ABSTRACT

Until recently, the attempt to prosecute and punish individuals guilty of crimes against humanity during wars was an ad hoc business, and largely a matter of the winners in a war punishing some of the leading members of the defeated enemy society. Alternatively, it was a matter of domestic courts trying people from defeated countries or even, in the case of Germany, from their own population, under a patchwork of domestic and international law. The Nuremberg War Crimes Tribunal was such a matter of victors punishing losers, and it set the precedent for the legitimacy of international action against those guilty of war crimes. In the 1990s the gradual shift away from the classic doctrine of national sovereignty and a greater acceptance of the rights of the international community to police itself, combined with several shocking returns to barbarism, especially in the former Yugoslavia, led to the creation of new tribunals. The most important is the tribunal created by the UN in 1993 to deal with crimes against `international humanitarian law' in the countries of the former Yugoslavia. This tribunal is still sitting, and in 2001 was successful in arranging the deportation of the former political leader of Yugoslavia, SlobodanMilosÆevic to face trial. Another such tribunal was created in 1994 to prosecute those guilty of offences in Rwanda. This, though doubtless equally necessary, has the slightly unusual character of being effectively an external punishment of those guilty of horror during an internal ethnic conflict. As a precedent it may indeed be more important, as it signals an even greater breach of the doctrine of national sovereignty. Clearly such ad hoc tribunals, however effective and impartial, will always

risk the appearance of being unsystematic and post hoc responses to specific events. What is needed, and this has now been accepted internationally, is a criminal version of the permanent international court, the International Court of Justice (see also international law).
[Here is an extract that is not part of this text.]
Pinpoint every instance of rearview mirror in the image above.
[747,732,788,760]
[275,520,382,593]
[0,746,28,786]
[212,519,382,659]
Thus, in 1998, an international conference in Rome under UN auspices finalized the statute of an International Criminal Court, which will have jurisdiction over war crimes, crimes against humanity and genocide. It is also supposed to have jurisdiction over the rather vague crime of aggression, but it is unclear whether this will ever be

defined in a way acceptable to powerful members of the international system. The court lacks full support, especially from the USA (which indicated its refusal to participate in 2002), but it is scheduled to come into effective existence in July 2002. Exactly how powerful a body it will be remains to be seen. Although ad hoc tribunals have their problems, they are at least well supported by the states who create them; a permanent court would have to rely on a longer-term legitimacy, even in situations where it did not have backing from a few powerful and closely concerned powers. The really important element in modern war crimes tribunals, whether they be ad hoc or the permanent court, is that there must be a guarantee that they will come into operation after conflicts. The successes of the tribunal dealing with the former Yugoslavia mean that there is now a possible deterrent effect. Previously trials like those at Nuremberg were justified largely as retribution, as the making of a moral point. But if it comes to be expected that losers in any conflict will be punished for crimes against humanity, international criminal law may come to function as domestic criminal law is intended.